Ähnlich ließe sich diese Kritik an den Strukturen auch auf andere Kategorien erweitern, denn auch ein queerer Raum war das Gendercamp nicht. Zwar gab es in diesem Jahr erstmals ein Awarenessteam, das sich im Vorfeld des Camps sehr viele Gedanken gemacht hatte, wie die vier Tage für möglichst viele möglichst kackscheißefrei ablaufen kann und auch Ansprechpartner_innen vor Ort waren sowie ein extra Raum mit Einstiegsliteratur vorbereitet wurde, aber es wurde nicht erreicht, dass diese Vorschläge eine Struktur bildeten. Ich hatte den Eindruck, dass das Awarenessteam von anderen eher als Institution betrachtet wurde und Ängste bezüglich einer Gedankenpolizei hervorrief. Hier hätte ich mir klarere Worte des Orgateams und einzelner Teilnehmer_innen gewünscht, die diese Ängste abbauen, Awareness zur Gemeinschaftsaufgabe machen.
Anders als im vergangenen Jahr war das Gendercamp von viel Lernbereitschaft und Sensibilität geprägt, allerdings bot das Camp wie im vergangenen Jahr keinen Raum für Kritik und die Thematisierung unterschiedlicher von Machtverhältnissen geprägter Erfahrungswelten. Basisdemokratie und ein nicht weiter ausgeführtes feministisches Selbstverständnis (also die Herstellung formal vermeintlich gleicher Ausgangsbedingungen) reichen nicht aus, um einen Raum zu schaffen, wo diese Perspektiven Platz finden, gehört und beachtet werden. Ich habe lediglich drei Aspekte herausgegriffen, die das Gendercamp in meinen Augen zu einem ausschließenden Raum machen, mir fallen noch mehr ein und sicherlich haben andere andere Ausschlusserfahrungen auf dem Camp gemacht bzw haben aus Gründen gerade deshalb nicht teilgenommen.

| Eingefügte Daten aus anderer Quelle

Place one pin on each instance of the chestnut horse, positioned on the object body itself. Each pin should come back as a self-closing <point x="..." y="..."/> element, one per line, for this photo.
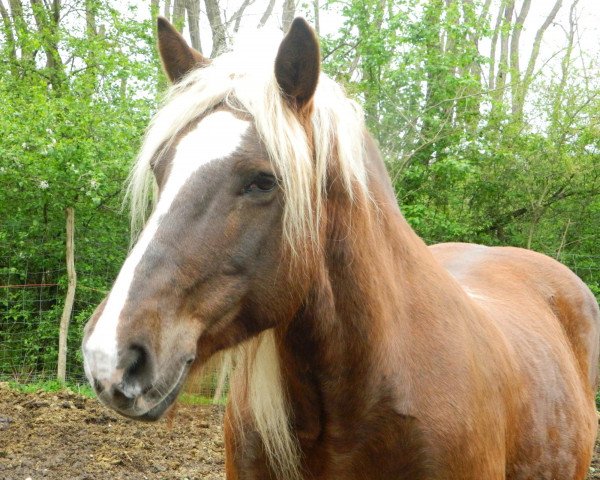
<point x="360" y="352"/>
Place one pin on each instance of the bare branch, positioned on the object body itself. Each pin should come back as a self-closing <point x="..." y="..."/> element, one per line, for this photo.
<point x="193" y="12"/>
<point x="237" y="16"/>
<point x="266" y="14"/>
<point x="536" y="48"/>
<point x="289" y="10"/>
<point x="217" y="27"/>
<point x="514" y="56"/>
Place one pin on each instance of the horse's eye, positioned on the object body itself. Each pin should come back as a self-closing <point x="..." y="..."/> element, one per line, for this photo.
<point x="263" y="182"/>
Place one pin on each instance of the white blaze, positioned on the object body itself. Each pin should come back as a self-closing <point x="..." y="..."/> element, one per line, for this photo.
<point x="215" y="137"/>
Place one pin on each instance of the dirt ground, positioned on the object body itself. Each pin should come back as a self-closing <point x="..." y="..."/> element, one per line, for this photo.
<point x="65" y="436"/>
<point x="69" y="437"/>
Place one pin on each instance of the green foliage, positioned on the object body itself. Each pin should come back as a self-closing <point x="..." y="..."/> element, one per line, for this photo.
<point x="67" y="147"/>
<point x="75" y="99"/>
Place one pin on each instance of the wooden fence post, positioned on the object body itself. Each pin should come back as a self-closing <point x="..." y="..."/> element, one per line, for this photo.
<point x="225" y="368"/>
<point x="70" y="298"/>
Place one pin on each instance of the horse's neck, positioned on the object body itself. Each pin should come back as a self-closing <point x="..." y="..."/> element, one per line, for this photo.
<point x="352" y="319"/>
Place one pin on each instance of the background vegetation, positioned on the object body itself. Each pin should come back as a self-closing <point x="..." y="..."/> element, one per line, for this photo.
<point x="488" y="137"/>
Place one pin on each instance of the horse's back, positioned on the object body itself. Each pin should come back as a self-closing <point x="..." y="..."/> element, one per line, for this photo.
<point x="524" y="276"/>
<point x="550" y="321"/>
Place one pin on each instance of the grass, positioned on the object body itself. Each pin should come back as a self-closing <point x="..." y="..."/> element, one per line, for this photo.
<point x="87" y="391"/>
<point x="53" y="386"/>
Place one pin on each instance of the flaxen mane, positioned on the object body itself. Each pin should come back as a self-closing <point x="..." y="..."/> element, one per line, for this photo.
<point x="250" y="86"/>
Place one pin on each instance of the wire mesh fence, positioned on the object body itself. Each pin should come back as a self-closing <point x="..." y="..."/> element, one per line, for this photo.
<point x="32" y="293"/>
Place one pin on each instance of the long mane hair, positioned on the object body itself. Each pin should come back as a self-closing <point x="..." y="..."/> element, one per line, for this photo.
<point x="245" y="81"/>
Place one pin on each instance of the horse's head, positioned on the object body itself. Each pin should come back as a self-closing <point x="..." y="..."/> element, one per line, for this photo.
<point x="233" y="156"/>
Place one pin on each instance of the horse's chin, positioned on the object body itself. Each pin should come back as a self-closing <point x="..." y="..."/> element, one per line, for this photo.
<point x="156" y="412"/>
<point x="141" y="410"/>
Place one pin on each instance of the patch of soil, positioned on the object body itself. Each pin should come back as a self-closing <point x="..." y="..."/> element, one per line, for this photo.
<point x="64" y="436"/>
<point x="68" y="437"/>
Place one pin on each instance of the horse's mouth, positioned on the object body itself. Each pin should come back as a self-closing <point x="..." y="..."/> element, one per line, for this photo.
<point x="147" y="409"/>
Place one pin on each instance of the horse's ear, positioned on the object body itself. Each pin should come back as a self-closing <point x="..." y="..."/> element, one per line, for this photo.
<point x="298" y="63"/>
<point x="177" y="57"/>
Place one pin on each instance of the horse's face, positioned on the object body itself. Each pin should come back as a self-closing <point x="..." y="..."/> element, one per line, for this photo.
<point x="208" y="270"/>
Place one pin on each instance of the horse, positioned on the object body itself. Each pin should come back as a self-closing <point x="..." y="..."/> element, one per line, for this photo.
<point x="359" y="352"/>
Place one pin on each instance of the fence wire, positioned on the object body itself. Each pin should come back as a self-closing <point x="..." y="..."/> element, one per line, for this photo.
<point x="32" y="293"/>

Es hilft nicht, dass sich alle wohlgesonnen und bereit für Kritik sind (oder meinen zu sein), auch die Einstellung „wir können über alles reden“ hilft da nicht unbedingt weiter. (Sonst wären wir mit dieser Gesellschaft ja längst an einem anderen Punkt). Eine Veranstaltung mit emanzipatorischem Anspruch muss marginalisierte Positionen explizit benennen und ihnen aktiv Raum geben, wenn sie diese dort vertreten sehen will, auch im Vorfeld, muss sich fragen, ob das Orga- und Awarenessteam in dieser Zusammensetzung das überhaupt leisten kann, muss sensible Strukturen zur Verfügung zu stellen, wenn sie wirklich offen sein will für „alle“. Dazu müsste aber meines Erachtens nach auch irgendwann geklärt werden, wo das Gendercamp hin will, was es sein will, wen es adressieren will (wer also dieses „alle“ eigentlich ist) und warum eine politische Veranstaltung so gestaltet ist, wie sie gestaltet ist und was an dieser Veranstaltung feministisch ist bzw. welches feministische Verständnis dem Gendercamp zu Grunde liegt.
Damit muss gar nicht mal die Forderung einhergehen, dass das Gendercamp zum Diversityhimmel avanciert, weil das schlicht nicht möglich ist, einen herrschafts- und ausschlussfreien Raum zu kreieren. Aber wenn Ausschlüsse schon im Vorfeld produziert werden und mit alle doch nicht alle gemeint sind oder sein sollen, kann das auch transparent gemacht werden. Alles andere wäre nachlässig bis unverantwortlich.